3 A DEMOCRACIA PARTICIPATIVA: UMA RESPOSTA À CRISE DA

3.1 Da crise da concepção hegemônica da democracia

3.2.2 A participação popular: graus de abertura e vulnerabilidades

A participação popular é complexa. Como se percebe, não há uma fórmula, não se aplica matematicamente. É a experiência que lhe aponta os erros e acertos, as estradas que percorrerá. O que é possível, portanto, é tomar a teoria – que tenha base na prática – como um aprendizado que fornece mais elementos a nossa análise, a ser novamente contrastado com a realidade, e não como uma cartilha a ser transplantada para o concreto.

Neste sentido, é muito interessante a abordagem de SOUZA (2008) do “grau de abertura para com a participação popular”, inspirada na “escada da participação popular” de Sherry Arnstein, mas com algumas alterações em seus elementos. Em ordem crescente de abertura à participação, teríamos os seguintes níveis:

1) Coerção: é encontrada em regimes de exceção, mas não apenas nestes. Não há qualquer abertura, “nem as aparências são salvas” (SOUZA, 2008, p. 203). O autor cita como exemplo as políticas higienistas de remoções de favelas (SOUZA, 2008, p. 203).

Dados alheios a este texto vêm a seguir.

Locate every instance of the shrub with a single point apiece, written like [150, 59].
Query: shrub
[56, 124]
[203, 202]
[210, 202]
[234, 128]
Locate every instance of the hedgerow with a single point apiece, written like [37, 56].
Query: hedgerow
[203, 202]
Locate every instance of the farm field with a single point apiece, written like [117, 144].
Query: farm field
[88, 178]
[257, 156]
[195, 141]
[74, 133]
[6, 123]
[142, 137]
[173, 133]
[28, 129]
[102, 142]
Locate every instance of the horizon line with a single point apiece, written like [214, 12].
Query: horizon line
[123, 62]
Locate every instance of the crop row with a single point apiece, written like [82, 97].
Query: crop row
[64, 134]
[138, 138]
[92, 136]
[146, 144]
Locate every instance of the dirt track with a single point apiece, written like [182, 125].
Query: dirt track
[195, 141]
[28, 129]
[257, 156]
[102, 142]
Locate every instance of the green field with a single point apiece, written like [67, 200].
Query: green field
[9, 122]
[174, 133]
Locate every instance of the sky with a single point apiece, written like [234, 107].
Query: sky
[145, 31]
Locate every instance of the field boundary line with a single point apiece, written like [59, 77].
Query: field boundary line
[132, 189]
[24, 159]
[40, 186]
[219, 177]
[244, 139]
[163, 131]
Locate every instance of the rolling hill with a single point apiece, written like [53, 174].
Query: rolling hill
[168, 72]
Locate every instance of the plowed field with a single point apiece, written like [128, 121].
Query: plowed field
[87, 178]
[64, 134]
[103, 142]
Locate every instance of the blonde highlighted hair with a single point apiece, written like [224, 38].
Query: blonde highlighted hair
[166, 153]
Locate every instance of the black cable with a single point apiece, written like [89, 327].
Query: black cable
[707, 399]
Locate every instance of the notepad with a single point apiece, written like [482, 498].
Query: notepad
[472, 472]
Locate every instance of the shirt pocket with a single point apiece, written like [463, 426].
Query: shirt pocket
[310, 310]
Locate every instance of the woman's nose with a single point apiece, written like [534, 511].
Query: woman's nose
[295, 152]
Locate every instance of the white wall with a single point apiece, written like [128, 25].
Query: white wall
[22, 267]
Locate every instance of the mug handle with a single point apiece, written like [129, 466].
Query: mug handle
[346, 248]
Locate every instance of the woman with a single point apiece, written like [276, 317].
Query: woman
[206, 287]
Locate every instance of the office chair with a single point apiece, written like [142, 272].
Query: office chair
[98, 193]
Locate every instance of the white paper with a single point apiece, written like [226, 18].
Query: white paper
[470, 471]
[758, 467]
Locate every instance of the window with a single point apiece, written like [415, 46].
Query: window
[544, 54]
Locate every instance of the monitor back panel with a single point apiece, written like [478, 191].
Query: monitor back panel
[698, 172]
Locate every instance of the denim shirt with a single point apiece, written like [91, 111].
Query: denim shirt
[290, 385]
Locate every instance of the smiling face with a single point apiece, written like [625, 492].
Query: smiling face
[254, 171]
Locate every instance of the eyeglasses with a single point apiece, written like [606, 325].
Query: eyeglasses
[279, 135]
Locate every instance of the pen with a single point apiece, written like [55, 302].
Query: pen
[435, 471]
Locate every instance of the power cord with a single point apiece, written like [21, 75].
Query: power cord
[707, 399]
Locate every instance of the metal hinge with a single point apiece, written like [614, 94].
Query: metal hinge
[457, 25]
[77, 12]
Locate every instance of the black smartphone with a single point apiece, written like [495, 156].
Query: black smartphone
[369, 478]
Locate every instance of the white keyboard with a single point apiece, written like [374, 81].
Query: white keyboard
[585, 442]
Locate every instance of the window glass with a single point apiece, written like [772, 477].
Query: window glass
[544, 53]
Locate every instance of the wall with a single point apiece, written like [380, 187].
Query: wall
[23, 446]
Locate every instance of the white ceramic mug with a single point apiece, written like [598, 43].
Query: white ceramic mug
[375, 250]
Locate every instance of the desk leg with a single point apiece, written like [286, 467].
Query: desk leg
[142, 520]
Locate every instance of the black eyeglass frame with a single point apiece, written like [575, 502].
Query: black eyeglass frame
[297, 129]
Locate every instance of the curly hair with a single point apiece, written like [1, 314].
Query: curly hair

2) Manipulação: talvez haja aqui uma maior preocupação com a aparência, pois a força bruta é, de certa forma (pois permanece como um recurso em potencial), secundarizada. Caracteriza-se por “situações em que a população envolvida é induzida a aceitar uma intervenção, mediante, por exemplo, o uso maciço da propaganda ou de outros mecanismos” (SOUZA, 2008, p. 203). Representa uma postura eleitoreira, marcada por “políticas compensatórias e pontuais”, não havendo qualquer intenção por parte do Estado de estabelecer um verdadeiro diálogo (SOUZA, 2008, p. 203). 3) Informação: “neste caso, o Estado disponibilizará informações sobre as intervenções

planejadas” (SOUZA, 2008, p. 203). Entretanto, pouco ou nada se terá além disso, não há canais reais de discussão ou de decisão. “Dependendo de fatores como cultura política e grau de transparência do jogo político, as informações serão mais ou menos completas, menos ou mais ideologizadas. (SOUZA, 2008, p. 203-4).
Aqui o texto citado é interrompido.